The early availability of new biological tests at the beginning of the pandemic justifies the caution in serological result interpretation. In particular, some authors have suspected a cross-reactivity between SARS-Cov-2 and other germ antigens already present in the African context [13, 24, 25]. The progressive improvement of serological tests make them useful complements to RT-PCR test whose sensitivity decreases at late stages of infection. Indeed the latent class model with Bayesian inference changed slightly the estimates of the proportion of infection cases by allowing for the imperfections of the tests. In fact, (i) the proportion of either RT-PCR + or IgM + subjects was 50%, whereas the estimate of the incidence proportion given by the model was 58%; and, (ii) the proportion of RT-PCR+, or IgM+, or IgG + subjects was 71%, whereas the estimate of the prevalence given by the model was 73%. This 58% incidence proportion is also found using the expression proposed by Sempos and Tian [26], but the contribution of the present study was to take into account the uncertainty on the performance of RT-PCR and quantify the multiplier factor in an African context.

The correction factor estimate allowing to approximate the number of probable new SARS-CoV-2 infections among the tested subjects, was based on the number of confirmed cases and was depended of the performance of the used tests. It can be transposed to other countries that used the same tests, regardless of the strength of the epidemic. The correction factor would have to be recalculated in countries that use other tests.

The method and the multiplication factor can be generalized to other African countries with different screening capacities, resources and epidemiological contexts. However, the multiplication factor will have to be recalculated if the tests used are different.

One limitation of this study may be the extrapolation of the incidence proportion found in the 933 subjects (who had diagnostic test results) to the rest of the first 1000 alerts (i.e. 67 subjects). But there was nothing to contradict the fact that these missing data were not random. Even if this bias exists, it will have little impact because these subjects represented only about 7% of the first 1000 alerts.

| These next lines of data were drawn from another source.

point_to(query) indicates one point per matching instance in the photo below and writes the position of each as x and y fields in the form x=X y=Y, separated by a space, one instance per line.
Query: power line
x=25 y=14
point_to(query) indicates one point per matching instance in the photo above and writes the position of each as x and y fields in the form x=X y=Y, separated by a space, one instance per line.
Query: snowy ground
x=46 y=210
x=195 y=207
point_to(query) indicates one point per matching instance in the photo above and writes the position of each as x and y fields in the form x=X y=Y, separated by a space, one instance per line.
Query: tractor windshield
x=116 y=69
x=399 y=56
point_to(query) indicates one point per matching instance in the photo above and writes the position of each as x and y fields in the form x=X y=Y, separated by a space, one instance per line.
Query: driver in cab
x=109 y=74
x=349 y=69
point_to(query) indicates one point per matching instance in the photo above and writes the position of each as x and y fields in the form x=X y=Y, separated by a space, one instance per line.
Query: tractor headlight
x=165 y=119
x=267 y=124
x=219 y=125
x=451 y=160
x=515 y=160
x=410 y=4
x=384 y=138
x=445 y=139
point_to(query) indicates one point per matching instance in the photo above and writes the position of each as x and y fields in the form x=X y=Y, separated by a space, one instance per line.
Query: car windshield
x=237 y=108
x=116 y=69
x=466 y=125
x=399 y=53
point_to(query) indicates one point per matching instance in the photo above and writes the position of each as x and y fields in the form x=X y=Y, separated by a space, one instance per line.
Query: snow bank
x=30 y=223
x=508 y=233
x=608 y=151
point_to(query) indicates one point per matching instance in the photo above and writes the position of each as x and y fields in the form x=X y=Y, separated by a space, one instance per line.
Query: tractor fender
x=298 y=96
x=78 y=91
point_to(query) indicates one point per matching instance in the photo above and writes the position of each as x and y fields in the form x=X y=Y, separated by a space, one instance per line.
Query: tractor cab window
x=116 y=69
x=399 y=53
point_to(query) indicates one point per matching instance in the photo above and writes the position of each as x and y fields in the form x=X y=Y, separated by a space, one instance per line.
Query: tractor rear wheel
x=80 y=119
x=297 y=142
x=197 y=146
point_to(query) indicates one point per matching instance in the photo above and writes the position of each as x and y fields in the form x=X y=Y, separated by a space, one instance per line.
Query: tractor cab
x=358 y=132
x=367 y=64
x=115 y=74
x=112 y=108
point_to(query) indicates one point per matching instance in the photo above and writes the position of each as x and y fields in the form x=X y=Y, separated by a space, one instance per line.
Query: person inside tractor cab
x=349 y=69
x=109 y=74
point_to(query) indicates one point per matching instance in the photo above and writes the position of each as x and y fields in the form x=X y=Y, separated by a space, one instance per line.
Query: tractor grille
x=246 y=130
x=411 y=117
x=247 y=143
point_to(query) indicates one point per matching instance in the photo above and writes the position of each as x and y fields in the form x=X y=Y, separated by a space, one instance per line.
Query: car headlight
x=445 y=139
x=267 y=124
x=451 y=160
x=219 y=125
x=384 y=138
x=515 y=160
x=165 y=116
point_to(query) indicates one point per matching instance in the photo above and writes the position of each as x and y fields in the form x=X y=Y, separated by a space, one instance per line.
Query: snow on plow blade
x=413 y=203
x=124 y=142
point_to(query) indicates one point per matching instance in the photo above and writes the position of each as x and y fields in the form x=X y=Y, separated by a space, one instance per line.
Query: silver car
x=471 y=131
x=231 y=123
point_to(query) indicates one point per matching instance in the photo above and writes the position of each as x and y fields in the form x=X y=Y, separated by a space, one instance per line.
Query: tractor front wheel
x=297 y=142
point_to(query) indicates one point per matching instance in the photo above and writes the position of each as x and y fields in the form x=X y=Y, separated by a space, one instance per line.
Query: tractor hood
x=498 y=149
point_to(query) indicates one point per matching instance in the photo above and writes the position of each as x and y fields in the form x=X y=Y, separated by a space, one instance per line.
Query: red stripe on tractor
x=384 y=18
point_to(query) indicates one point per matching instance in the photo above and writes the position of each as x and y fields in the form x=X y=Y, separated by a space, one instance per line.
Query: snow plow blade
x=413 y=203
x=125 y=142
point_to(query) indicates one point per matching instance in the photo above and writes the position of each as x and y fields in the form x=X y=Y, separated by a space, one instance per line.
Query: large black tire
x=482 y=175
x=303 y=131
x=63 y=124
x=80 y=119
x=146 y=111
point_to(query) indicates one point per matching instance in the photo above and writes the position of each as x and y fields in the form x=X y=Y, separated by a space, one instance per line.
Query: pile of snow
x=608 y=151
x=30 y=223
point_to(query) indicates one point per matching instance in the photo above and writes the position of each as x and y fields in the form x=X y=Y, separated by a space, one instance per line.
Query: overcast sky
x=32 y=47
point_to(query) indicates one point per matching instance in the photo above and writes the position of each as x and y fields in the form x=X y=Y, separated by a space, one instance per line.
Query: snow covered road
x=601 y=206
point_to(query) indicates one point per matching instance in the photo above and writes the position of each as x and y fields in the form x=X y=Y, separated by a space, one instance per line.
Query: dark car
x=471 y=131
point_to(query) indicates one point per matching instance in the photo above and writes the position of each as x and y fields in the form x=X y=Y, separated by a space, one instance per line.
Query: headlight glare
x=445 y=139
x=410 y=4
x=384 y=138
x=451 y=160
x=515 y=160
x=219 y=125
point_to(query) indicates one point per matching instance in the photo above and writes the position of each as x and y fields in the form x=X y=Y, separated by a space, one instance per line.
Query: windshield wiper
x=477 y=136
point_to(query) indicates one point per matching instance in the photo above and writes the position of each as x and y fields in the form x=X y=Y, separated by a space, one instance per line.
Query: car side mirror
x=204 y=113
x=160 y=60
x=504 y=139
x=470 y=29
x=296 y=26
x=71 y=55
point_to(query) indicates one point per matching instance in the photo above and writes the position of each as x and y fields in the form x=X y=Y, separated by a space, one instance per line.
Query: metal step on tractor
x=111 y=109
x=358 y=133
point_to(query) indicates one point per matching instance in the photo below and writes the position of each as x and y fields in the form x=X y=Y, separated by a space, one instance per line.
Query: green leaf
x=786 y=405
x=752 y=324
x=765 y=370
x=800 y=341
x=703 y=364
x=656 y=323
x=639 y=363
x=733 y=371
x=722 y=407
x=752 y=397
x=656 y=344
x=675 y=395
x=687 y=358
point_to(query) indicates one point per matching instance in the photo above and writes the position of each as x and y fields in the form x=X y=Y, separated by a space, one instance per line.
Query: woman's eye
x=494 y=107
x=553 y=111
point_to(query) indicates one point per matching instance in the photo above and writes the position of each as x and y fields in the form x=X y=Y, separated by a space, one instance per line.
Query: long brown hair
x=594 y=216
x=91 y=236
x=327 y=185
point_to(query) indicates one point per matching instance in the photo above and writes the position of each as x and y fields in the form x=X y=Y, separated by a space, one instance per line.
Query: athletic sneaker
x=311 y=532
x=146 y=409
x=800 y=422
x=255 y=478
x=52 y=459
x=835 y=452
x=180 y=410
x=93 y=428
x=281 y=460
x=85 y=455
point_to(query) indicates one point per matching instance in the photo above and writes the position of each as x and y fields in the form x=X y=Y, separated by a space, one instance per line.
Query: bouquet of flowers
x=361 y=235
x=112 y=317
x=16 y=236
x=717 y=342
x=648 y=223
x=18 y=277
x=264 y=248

Another limitation was the unavailability of the delay between symptom onset and lab tests. Indeed, this delay may affect test results and subsequently the value of the multiplier. Furthermore, very few subjects were asymptomatic in our study, which limits subgroup analysis in this particular population.

Conclusion

The present study confirmed that the incidence proportion of SARS-CoV-2 infection is underestimated when only RT-PCR positive subjects are counted. Thus, when dealing with changes in the dynamics of the pandemic, it would be useful to report the number of biologically probable cases along with the number of confirmed cases. The estimated multiplier may be used to approximate this number from the number of RT-PCR + cases in the African context. To further clarify the applicability of the proposed multiplier, this study should be supported by another one that aims to estimate the multiplier factor as a function of the time elapsed between the onset of COVID-19 symptoms and the carrying out of the diagnostic tests, and also in asymptomatic subjects.